There’s something marginally fascinating about how the annals of fighting games have skipped over Sango Fighter. Perhaps it’s because most lists, rankings and what not tend to consider games in a competitive context, something many fighters released on PC never aspired to.
Sure, there might have been competitive multiplayer for One Must Fall: 2097. Hell, I’m sure someone at some stage tried to get some LAN action going with Rise of the Robots. But the genre was never big on the platform, so it’s understandable to a certain degree.
It’s a shame, because the efforts of the Taiwanese developers, Panda Entertainment, deserved more love. The team was obviously inspired by Street Fighter — you can spot the Ryu and Zangief knock-offs in about half a second flat — but they mixed in a heavy dose of ancient Chinese military history, much like some of the historical dramas screening across Taipei and Chinese television today.
The basic idea is simple. The Han dynasty is being ravaged by a civil war with Cao Cao attempting to subjugate the south of China to go with his united efforts in the north. As the player in the story mode, you get one of five “tiger generals”. Each fight is usually the scene of a great battle — think Dynasty Warriors — where you have to work through a lackey first before taking on the stage boss.
Each of the bosses had particular strengths and weaknesses, encouraging players to counter-pick and use their special moves to suit the occasion. It’s a fun twist and a reminder of a time when developers were more interested in playing around with the single-player content for fighting games.
What was just as fascinating was the legal drama behind the scenes, however. The core of Sango Fighter was allegedly built on the same engine that powered Super Fighter, another Street Fighter-inspired Taiwanese fighter from developers C&E.
That’s what C&E claimed in their lawsuit, at any rate, although former Panda developer Jon Cheng said Panda’s general manager willingly stopped sales of Sango Fighter in Taiwan. “It seems Panda’s general manager wished for us to concentrate on our next game with a clear head, without having to worry about a lengthy legal battle,” Jon told Abandoned Times.
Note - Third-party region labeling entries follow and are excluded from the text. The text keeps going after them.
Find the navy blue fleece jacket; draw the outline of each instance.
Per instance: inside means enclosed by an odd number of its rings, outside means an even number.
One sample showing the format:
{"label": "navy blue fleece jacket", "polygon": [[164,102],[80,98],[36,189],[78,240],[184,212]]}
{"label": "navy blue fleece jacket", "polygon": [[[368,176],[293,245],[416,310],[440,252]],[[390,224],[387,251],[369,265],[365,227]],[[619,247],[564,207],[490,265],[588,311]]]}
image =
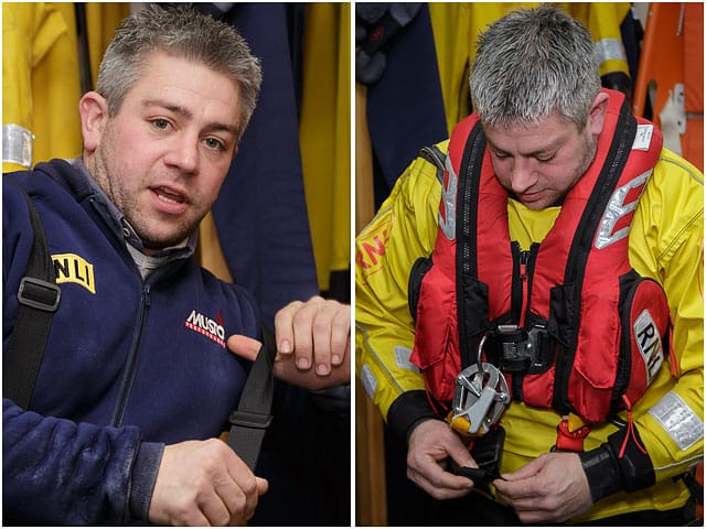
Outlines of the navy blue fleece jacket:
{"label": "navy blue fleece jacket", "polygon": [[193,244],[143,280],[129,224],[81,164],[54,160],[3,176],[3,355],[33,240],[9,177],[39,210],[62,299],[29,411],[3,398],[3,521],[147,521],[164,445],[217,436],[237,404],[246,369],[225,341],[257,335],[253,298]]}

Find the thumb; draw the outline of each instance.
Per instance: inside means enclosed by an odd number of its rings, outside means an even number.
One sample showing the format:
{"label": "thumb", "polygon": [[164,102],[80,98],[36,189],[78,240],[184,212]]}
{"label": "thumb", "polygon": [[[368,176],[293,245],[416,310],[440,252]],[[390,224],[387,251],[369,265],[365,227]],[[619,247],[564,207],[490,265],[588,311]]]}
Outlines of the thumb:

A North American group, Super Fighter Team, eventually rescued Sango Fighter and the sequel from the wilderness. In the middle of 2009, the original was re-released as freeware, with an updated version featuring improved controller support and better compatibility for modern systems made available a couple of years later.
You can also play Sango Fighter online through the Internet Archive, although replaying the Taiwanese classic today can be fraught with complications. The control scheme is based around a numpad-style setup, with three separate inputs for crouching. Two of those allow the player to block, although you can’t block attacks while standing.
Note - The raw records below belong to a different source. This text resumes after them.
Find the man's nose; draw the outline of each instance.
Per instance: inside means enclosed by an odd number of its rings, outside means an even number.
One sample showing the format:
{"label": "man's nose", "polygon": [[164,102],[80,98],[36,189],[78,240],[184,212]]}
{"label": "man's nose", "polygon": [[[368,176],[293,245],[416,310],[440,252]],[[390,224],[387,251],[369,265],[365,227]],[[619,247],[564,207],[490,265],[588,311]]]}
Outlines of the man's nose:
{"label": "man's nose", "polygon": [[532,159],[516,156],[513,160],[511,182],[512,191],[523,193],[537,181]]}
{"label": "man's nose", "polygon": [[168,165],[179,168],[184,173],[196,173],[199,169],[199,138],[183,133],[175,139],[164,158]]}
It’s not the worst offender amongst retro fighting games — that turd crown goes to Battle Beast. It’s not helped by the sluggishness playing back the game today. But for a title from 1993 running through DOSBox it’s far more playable than, say, Rise of the Robots or Savage Warriors.
If you want to give the original or sequel a whirl, the best option is to head over to the official website where you can read more about the history of the game, features added after its freeware release and other re-releases from Super Fighter Team (like Legend of WuKong).
What do you remember about Sango Fighter — and what other fighting games from that era caught your eye?
This post has been updated since its original publication.